TypedDict('Point', {'x': int, 'y': int}) creates a dict subclass with __annotations__. Static type checkers treat it as a typed dict, but at runtime it is just a plain dict. total=False marks all keys as NotRequired.

NamedTuple

# CPython: Lib/typing.py:2620 NamedTuple
def NamedTuple(typename, fields=None, **kwargs):
"""Typed version of collections.namedtuple."""
if fields is None:
fields = kwargs
types = [t for _, t in fields]
return collections.namedtuple(typename, [n for n, _ in fields],
defaults=[...])

class Point(NamedTuple): x: int; y: int at class level uses NamedTupleMeta to call collections.namedtuple with the annotated field names and types. Defaults come from class-level assignments (x: int = 0).

dataclass_transform

# CPython: Lib/typing.py:3020 dataclass_transform
def dataclass_transform(
*,
eq_default: bool = True,
order_default: bool = False,
kw_only_default: bool = False,
frozen_default: bool = False,
field_specifiers: tuple[type | Callable[..., Any], ...] = (),
**kwargs: Any,
) -> Callable[[T], T]:
"""Decorator to mark a class or function as a dataclass-like transformer."""
def decorator(cls_or_fn):
cls_or_fn.__dataclass_transform__ = {
"eq_default": eq_default,
...
"field_specifiers": field_specifiers,
}
return cls_or_fn
return decorator

PEP 681: @dataclass_transform annotates library decorators (like attrs, SQLAlchemy) so type checkers can infer field types.

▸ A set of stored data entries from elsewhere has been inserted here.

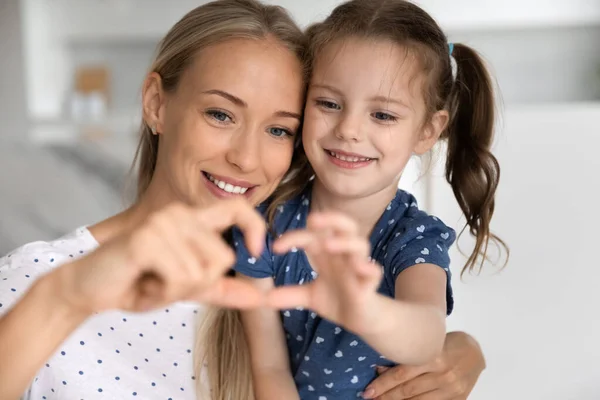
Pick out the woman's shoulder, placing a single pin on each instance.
(50, 253)
(22, 266)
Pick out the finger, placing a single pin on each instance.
(338, 222)
(175, 229)
(419, 386)
(434, 395)
(391, 378)
(303, 239)
(150, 253)
(215, 255)
(290, 297)
(237, 212)
(231, 293)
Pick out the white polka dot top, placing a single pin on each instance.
(114, 355)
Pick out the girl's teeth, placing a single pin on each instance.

At runtime it only attaches __dataclass_transform__ metadata; the actual transformation is done by the decorated class/function.

gopy notes

Protocol is module/typing.Protocol in module/types/module.go. runtime_checkable sets a flag that objects.IsInstance checks during structural subtype tests. TypedDict creates a subclass of objects.Dict with an annotations dict. NamedTuple delegates to collections.namedtuple. dataclass_transform attaches metadata only.